Recovery efforts: what was restored and what remains unresolved

As of February 7, 2026, Bithumb had recovered almost everything except 125 BTC valued at about
13 billion won, according to The Korea Times. The figure included roughly 3 billion won
that users had already transferred to bank accounts. Bithumb said it contacted recipients and is asking them to return the funds.

In practice, cases like this usually hinge on two tracks:
technical tracing (where the assets moved and whether they can be frozen or recovered)
and legal recourse (voluntary returns, claims, and, if necessary, court action).
If assets were moved to external wallets or converted through third-party services, recovery can depend on inter-exchange coordination
and regulatory involvement.

What the regulator is examining: root cause, client protection, and prevention

South Korea’s Financial Supervisory Service (FSS) has opened an inspection of Bithumb. The regulator said it will:

  • determine the exact cause of the erroneous credits (human error, configuration failure, code bug, integration issue, or access control weakness);
  • evaluate measures protecting client assets and whether risk is properly isolated between internal systems and user balances;
  • review whether Bithumb had adequate controls and “circuit breakers” (credit limits, anomaly alerts, withdrawal locks, manual approvals for critical actions);
  • assess whether the exchange can prevent a recurrence (release management, testing, permissions, monitoring, and incident response playbooks).

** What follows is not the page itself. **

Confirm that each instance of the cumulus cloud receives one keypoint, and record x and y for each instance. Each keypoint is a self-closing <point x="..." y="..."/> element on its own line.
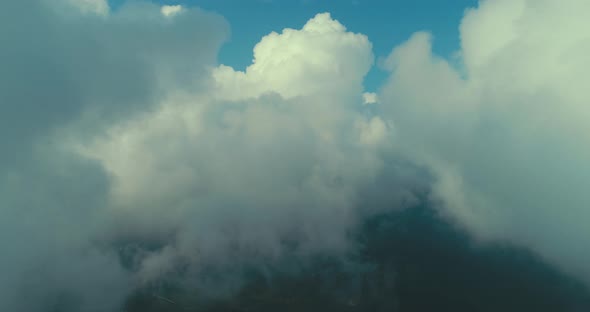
<point x="505" y="133"/>
<point x="134" y="156"/>
<point x="67" y="74"/>
<point x="259" y="158"/>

The regulator added that if it identifies any indicators of legal violations, it may initiate a
formal investigation. That step typically involves deeper scrutiny of systеm logs, operational procedures,
internal controls, and the exchange’s actions in the first minutes after the incident was discovered.

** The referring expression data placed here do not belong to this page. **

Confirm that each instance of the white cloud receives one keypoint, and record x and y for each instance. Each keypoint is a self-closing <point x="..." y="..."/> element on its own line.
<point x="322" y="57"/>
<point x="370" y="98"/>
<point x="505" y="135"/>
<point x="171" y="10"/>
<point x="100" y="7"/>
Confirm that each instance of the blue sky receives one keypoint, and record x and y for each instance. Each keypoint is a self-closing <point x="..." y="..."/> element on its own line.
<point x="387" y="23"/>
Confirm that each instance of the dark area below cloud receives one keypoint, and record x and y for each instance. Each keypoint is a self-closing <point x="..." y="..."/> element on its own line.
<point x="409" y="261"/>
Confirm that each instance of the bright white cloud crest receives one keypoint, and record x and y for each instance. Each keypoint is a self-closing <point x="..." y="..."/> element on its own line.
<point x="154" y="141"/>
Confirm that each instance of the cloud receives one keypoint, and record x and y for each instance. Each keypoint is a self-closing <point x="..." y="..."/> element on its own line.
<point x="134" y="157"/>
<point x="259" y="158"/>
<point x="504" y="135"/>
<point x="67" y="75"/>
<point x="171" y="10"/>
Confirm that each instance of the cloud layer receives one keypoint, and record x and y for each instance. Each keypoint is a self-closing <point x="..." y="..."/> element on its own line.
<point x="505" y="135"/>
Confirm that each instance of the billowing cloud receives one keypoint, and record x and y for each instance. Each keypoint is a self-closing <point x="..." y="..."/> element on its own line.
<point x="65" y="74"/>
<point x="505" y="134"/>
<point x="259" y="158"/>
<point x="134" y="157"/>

Why this matters for virtual asset legislation

The FSS noted that the incident exposed “fundamental shortcomings” that go beyond the scope of the current regulatory framework.
In other words, the case highlighted how existing rules may be too vague on operational risk at exchanges —
from promotional crediting logic to technical requirements for preventing anomalous credits and ensuring rapid containment.

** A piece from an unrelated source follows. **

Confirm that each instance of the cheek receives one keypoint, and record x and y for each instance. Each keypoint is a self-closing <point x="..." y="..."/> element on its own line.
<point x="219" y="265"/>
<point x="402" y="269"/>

The regulator said it will reflect the inspection results when preparing updated virtual asset legislation.
In practice, this could translate into clearer requirements such as:
hard limits on promotional credits,
two-step approval for critical operations,
mandatory rapid-freeze protocols for detected anomalies,
and higher standards for auditing, testing, and change management in production environments.

Bottom line: a case about money, trust, and operational safety

The Bithumb incident is more than a headline-grabbing “mistake worth billions.” It underlines why
internal controls and operational safety are critical in crypto markets.
Even a 20-minute window can lead to trades, conversions, and complex legal consequences.
That’s why the regulator is treating the case as systemic — and using it as input for shaping the next set of rules for South Korea’s virtual asset market.